"When you look at who's got the best earnings power in 2010 or 2011, relative to the share price, JPMorgan stacks up very well," T. Rowe Price's Jason Polun says. Shares are down just 10% since December, compared with a 40% loss in SPDR KBW Bank ETF (KBE).
CEO Jamie Dimon's acquisition of Bear Stearns in March for $10/share gives JPMorgan instant exposure to highly-coveted hedge-fund clients. His subsequent purchase of WaMu for $1.9B from the FDIC gives it a long-desired presence in California and Florida. "They are busy capturing market share," portfolio manager Anton Schultz says. "People view them as the safest of the safe."
With its WaMu acquisition, JPMorgan moves to the #1 spot in deposits with almost $1T in accounts - viewed as perhaps the safest and least costly source of funding for a bank. The government's $25B cash injection will allow it to either boost its lending, make another strategic acquisition, or both.
Schultz says EPS - estimated at $3 in 2009 - could hit $5 in 2010 if the economy firms. If its P/E multiple can move back to a historic norm of 12, shares ($41) would rise to $60 - a 50% gain.

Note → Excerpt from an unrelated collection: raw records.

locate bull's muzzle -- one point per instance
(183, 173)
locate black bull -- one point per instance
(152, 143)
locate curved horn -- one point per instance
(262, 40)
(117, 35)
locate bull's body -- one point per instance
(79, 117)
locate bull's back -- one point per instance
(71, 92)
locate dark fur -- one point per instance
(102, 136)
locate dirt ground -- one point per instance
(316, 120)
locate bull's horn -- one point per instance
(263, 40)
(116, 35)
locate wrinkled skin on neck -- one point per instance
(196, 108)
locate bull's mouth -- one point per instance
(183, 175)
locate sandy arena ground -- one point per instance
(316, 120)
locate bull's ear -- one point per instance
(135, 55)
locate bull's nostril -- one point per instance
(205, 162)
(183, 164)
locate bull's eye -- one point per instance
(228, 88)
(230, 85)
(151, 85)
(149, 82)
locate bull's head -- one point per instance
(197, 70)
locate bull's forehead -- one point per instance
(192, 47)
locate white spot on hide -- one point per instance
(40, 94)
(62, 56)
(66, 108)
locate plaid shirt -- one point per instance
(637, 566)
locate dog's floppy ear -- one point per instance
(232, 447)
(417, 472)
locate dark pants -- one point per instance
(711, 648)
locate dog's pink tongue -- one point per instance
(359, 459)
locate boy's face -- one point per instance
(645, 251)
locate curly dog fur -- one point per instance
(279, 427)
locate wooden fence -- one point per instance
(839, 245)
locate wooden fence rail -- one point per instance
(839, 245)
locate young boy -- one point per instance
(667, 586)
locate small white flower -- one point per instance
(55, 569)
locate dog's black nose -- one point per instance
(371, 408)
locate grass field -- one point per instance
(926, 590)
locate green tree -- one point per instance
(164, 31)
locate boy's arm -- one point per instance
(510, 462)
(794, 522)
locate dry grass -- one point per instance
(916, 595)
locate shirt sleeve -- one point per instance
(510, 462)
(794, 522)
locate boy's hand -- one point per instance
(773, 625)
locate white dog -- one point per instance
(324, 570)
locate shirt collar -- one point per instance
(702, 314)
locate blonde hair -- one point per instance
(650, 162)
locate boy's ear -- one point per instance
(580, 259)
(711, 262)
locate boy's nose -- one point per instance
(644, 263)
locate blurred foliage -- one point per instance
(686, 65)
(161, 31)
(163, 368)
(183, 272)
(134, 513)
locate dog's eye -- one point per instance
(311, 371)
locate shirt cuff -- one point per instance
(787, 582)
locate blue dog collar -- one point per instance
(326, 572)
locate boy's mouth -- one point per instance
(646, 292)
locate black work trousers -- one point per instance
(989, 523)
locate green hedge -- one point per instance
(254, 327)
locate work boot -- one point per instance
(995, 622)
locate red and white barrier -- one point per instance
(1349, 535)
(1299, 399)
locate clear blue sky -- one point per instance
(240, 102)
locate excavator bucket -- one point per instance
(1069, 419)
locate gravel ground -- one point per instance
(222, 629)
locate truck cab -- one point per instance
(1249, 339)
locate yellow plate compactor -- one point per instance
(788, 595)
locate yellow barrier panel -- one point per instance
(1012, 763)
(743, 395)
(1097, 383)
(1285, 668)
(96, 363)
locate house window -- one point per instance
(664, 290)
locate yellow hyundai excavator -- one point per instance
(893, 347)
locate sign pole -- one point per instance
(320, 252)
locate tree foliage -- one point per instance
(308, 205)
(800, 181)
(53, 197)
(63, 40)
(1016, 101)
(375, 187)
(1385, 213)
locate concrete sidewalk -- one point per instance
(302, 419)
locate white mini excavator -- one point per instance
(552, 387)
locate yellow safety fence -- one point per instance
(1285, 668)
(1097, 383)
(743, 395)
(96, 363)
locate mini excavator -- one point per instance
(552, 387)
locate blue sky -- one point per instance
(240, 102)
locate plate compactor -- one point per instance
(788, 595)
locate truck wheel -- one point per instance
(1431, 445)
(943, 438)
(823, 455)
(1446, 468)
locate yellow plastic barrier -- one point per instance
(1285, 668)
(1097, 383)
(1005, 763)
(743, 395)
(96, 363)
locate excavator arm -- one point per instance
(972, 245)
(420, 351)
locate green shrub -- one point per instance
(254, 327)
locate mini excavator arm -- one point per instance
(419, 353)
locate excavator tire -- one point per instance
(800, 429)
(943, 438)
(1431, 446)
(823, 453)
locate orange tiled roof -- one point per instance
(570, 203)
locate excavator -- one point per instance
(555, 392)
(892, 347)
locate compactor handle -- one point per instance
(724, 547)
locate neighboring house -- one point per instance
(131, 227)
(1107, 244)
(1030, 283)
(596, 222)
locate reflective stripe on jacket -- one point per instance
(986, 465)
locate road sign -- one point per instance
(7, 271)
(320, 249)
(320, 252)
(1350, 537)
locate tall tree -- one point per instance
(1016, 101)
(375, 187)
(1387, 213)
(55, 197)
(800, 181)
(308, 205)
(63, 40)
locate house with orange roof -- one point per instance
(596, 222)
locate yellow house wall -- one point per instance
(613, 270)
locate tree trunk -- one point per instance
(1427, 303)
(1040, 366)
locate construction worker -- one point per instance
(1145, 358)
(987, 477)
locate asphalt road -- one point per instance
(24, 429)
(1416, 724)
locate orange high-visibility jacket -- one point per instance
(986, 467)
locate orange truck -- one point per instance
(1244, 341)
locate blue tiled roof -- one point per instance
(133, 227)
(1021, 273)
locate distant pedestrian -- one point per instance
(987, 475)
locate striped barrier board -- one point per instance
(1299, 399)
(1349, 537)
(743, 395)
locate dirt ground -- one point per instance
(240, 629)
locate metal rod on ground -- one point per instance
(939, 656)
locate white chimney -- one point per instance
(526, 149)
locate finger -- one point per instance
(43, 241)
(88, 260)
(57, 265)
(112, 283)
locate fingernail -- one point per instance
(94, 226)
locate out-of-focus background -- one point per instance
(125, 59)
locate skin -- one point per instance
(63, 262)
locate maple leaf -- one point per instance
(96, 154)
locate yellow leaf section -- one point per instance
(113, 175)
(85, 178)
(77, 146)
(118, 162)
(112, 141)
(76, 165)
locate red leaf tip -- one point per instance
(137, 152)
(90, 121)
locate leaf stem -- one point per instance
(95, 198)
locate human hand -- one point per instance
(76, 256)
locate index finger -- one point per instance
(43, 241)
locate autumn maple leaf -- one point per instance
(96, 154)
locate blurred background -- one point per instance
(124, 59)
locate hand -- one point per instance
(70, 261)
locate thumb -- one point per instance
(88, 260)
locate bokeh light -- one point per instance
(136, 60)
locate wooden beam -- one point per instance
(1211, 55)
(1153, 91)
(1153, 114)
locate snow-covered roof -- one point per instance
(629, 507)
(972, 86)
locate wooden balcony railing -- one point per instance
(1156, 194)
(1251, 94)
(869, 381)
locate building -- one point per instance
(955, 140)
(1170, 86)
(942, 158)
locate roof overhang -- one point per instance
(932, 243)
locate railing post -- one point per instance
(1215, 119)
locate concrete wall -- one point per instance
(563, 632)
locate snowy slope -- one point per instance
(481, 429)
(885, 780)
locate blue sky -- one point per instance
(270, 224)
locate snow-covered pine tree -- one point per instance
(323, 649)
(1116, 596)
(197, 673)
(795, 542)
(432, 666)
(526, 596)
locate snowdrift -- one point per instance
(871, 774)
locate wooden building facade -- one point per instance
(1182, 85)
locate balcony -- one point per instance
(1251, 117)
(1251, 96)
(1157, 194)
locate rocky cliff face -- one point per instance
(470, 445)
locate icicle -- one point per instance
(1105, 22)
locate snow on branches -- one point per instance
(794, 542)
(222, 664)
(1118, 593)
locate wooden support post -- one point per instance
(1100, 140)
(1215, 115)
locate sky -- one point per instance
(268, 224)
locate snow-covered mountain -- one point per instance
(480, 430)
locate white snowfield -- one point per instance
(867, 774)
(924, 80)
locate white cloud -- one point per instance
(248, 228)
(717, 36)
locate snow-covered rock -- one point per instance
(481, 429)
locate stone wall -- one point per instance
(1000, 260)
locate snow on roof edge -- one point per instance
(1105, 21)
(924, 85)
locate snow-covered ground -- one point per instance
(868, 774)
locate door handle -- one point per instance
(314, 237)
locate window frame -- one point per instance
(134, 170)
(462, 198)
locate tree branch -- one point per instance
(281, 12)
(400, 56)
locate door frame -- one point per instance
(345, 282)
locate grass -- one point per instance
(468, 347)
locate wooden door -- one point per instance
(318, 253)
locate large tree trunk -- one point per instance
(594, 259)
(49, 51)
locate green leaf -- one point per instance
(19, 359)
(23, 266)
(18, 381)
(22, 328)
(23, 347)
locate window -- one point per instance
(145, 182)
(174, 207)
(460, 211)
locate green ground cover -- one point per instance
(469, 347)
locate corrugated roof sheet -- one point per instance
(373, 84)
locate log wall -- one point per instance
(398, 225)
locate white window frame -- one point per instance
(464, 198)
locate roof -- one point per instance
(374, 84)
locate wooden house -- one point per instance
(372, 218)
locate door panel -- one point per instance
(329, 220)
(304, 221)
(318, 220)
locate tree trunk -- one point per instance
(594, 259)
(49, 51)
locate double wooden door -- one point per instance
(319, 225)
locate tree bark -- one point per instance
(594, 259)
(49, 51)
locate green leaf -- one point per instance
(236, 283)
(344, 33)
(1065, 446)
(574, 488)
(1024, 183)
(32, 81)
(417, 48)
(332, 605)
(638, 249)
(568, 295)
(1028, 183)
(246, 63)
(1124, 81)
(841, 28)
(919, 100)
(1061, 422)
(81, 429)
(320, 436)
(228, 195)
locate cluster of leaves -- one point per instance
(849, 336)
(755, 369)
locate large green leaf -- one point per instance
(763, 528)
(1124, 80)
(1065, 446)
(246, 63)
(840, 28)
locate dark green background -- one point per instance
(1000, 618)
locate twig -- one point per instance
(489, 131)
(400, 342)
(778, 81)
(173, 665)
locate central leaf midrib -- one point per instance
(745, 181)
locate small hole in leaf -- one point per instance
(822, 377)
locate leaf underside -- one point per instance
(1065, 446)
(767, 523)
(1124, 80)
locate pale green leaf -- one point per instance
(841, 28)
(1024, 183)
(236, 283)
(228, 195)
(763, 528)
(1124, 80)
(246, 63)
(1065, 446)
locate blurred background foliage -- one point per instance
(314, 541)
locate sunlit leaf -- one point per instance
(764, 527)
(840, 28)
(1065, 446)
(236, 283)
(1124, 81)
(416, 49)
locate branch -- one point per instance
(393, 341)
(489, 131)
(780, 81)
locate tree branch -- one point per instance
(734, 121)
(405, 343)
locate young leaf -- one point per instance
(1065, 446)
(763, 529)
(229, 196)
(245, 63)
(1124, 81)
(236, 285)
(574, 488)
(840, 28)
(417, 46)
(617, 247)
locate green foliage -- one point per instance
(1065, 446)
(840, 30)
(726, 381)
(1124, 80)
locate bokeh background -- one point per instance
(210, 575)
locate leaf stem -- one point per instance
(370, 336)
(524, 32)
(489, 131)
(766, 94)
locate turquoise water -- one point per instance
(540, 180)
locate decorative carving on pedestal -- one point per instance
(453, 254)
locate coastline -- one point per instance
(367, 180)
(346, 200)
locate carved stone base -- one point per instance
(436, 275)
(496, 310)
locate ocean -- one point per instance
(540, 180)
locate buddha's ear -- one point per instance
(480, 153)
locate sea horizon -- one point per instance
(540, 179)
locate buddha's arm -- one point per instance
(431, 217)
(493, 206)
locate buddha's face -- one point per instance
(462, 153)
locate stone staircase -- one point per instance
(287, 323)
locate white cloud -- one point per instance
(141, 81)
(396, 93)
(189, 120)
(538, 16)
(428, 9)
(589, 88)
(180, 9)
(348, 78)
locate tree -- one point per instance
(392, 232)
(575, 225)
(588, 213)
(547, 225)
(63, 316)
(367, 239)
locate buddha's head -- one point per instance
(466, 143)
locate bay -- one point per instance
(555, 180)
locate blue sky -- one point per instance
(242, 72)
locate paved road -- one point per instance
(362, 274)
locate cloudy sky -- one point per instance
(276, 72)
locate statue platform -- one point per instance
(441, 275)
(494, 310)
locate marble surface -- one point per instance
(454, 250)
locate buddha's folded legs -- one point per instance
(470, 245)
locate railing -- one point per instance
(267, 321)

- Avery Goodman wants to know if JPMorgan's recent results were juiced after the FASB recently allowed banks to return to "mark to fantasy" accounting. "Although commercial banks, unlike investment banks, could always hide investment losses, by categorizing certain losing bets as 'not for sale,' when acquiring a company, like WaMu, they were previously required by the accounting rules to write down all the losses to market value." No more.
- JPMorgan was in the news this weekend. It launched an ambitious plan to renegotiate 400,000 mortgages worth $70B in the hopes of saving homeowners from foreclosure. The move suggests banks may be better off with mass modifications rather than foreclosures and/or case-by-case negotiations.